An improved machine learning-based model for prediction of diurnal and spatially continuous near surface air temperature

Abstract

Near-surface air temperature (Tair) is crucial for assessing urban thermal conditions and their impact on human health. Traditional Tair estimation methods, reliant on sparse weather stations, often miss spatial variability. This study proposes a novel framework using a federated learning artificial neural network (FLANN) for fine-scale Tair prediction.
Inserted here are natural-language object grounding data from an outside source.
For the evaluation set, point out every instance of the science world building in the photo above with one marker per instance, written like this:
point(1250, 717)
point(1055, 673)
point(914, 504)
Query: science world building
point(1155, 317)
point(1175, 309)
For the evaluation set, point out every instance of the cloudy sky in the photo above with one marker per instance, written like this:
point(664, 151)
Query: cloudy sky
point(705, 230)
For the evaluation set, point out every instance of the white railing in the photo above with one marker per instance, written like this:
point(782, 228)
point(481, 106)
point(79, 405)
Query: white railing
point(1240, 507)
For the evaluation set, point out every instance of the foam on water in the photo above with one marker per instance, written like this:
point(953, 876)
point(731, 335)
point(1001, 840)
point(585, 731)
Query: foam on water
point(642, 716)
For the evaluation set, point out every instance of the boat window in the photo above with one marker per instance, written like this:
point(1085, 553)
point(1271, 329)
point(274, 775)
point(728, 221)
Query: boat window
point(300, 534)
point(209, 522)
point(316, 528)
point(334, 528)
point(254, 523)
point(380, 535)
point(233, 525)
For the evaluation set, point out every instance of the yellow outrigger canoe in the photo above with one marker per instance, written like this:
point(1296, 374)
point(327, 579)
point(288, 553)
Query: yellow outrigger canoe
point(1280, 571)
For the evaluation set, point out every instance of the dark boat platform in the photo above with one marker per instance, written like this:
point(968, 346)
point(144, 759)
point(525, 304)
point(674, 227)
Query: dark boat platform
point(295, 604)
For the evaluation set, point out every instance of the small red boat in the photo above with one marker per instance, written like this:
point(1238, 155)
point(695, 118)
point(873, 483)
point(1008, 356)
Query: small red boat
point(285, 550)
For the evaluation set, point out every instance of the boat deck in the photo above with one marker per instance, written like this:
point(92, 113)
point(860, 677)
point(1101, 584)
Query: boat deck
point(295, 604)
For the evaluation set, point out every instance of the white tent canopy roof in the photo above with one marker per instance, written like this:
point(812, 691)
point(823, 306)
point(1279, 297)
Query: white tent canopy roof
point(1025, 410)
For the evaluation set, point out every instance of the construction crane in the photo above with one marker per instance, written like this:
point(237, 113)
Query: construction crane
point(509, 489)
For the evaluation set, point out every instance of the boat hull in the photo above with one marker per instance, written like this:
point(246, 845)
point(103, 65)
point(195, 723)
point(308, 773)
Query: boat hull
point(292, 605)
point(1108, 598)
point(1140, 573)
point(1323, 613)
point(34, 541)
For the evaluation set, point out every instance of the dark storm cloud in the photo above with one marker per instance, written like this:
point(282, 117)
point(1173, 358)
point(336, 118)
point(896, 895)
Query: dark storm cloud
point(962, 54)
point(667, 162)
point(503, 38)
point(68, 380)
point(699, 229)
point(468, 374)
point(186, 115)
Leveraging spatially complete thermal data from Landsat 8/9, Sentinel 3, and Himawari 8/9 (105 acquisition days, 2013-2023), and data from automatic weather stations, 23 predictor variables were extracted. After rigorous selection processes, nine variables significantly correlated with Tair were identified. Comparative analysis against established machine learning and linear models, using cross-validation data, showed FLANN's superior performance with a Pearson correlation coefficient (r) of 0.98 and a root mean square error (RMSE) of 0.97 K, compared to r and RMSE of 0.85 and 1.09, respectively, for the linear model. FLANN showed greater improvements for urban stations with r and RMSE differences of 0.19 and - 2.03 K. Application of FLANN to predict Tair in Hong Kong in July 2023 enabled detailed urban heat island (UHI) analysis, revealing dynamic spatial and temporal UHI patterns. This study highlights FLANN's potential for accurate Tair prediction and UHI analysis, enhancing urban thermal environment management.